Darien writer helps others communicate with clarity and careJul 05, 2017 08:30PM ● By Ben Scott
Deb Barrett (left) and husband Chris with her mom at home in Darien.
Deb Barrett has always loved language and culture. Her family’s ethnic ties to Poland are strong, and some of her grade-school classmates were recent immigrants from that country. She also met priests from Asia who stayed at her parish while studying at Loyola University, and was fascinated by their cultures. That interest continued to grow as she did.
Barrett’s family moved to Darien in 1968, when it was still unincorporated. “My old friends thought I was moving off the edge of the earth,” she laughed. That move introduced her to an even greater variety of people and cultures. At Hinsdale South, her studies included French and Spanish. At the University of Illinois in Champaign-Urbana, she continued those studies, picking up a bit of Arabic along the way.
After college, Barrett’s first job was troubleshooting mainframe computer software, an entirely different language. She later taught those skills and then managed corporate training functions. She particularly enjoyed working with people from all over the world. Among her favorite memories is hosting workshops in the US for European business partners. “Our room looked like a mini UN,” she remembered.
Barrett’s corporate work was always writing-intensive. In addition, managers and coworkers regularly sought her help with their own writing. When she was ready to take the next step in her career, she knew what she wanted to do.
For the past 15 years, Barrett has been working as a freelance writer and editor. Her clients have included businesses of all sizes, from individuals to multinational corporations. She has written training materials, brochures, and reports. She has also edited a variety of manuscripts and documents for consistency and readability. “The more simply stated, the more powerful the idea,” she explained. Her clients appreciate her corporate experience as well as her focus on communication with clarity and care.

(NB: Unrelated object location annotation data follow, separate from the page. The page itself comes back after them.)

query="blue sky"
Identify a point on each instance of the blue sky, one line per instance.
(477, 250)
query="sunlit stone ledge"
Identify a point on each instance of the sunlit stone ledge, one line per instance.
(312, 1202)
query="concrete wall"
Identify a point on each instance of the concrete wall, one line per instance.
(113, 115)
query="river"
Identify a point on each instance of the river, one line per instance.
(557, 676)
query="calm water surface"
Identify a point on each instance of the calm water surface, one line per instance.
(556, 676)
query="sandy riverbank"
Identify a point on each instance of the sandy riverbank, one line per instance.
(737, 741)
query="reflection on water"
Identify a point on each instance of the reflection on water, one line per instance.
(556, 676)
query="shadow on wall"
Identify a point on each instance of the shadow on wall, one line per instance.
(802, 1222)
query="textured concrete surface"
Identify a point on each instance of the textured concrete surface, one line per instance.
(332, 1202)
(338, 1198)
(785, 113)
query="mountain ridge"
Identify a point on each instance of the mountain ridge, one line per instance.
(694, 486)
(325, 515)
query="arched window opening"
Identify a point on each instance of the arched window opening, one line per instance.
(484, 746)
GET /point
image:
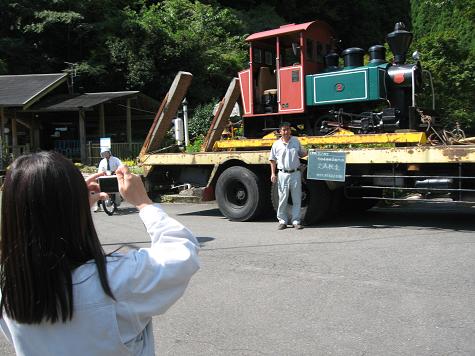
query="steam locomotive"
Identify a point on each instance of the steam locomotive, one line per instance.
(294, 75)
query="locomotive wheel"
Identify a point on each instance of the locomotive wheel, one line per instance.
(239, 194)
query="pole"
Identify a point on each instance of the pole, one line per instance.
(82, 134)
(129, 124)
(185, 121)
(2, 136)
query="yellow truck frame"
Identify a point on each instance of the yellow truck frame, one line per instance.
(236, 172)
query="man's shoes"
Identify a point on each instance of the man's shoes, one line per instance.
(97, 208)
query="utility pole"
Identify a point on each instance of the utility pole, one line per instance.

Libraries have always been an integral part of Barrett’s life, so volunteering at the Indian Prairie Public Library just made sense. Over the past decade, she has interviewed over 100 local veterans for the Veterans History Project, part of the Library of Congress’ American Folklife Center. She now also interviews longtime area residents on local history for the library. The saved interviews give library patrons the opportunity to learn history from some of the people who made it.
Several years ago, Barrett was interviewed about the Veterans History Project by the Darien Patch. She soon found herself writing a weekly business column for the Patch. Her articles profiled Darien family-run businesses and entrepreneurs. “Everyone has a story,” she said. “I love uncovering people’s stories, finding out what shaped them, what drives them.”
Darien holds a special place in Barrett’s heart. As a student at Hinsdale South, she learned lessons in Civics as the city incorporated. That is also where she met her husband, Chris. They were later married at Our Lady of Peace and bought their first home in Darien. They still call Darien home and continue to find it “A Nice Place to Live.”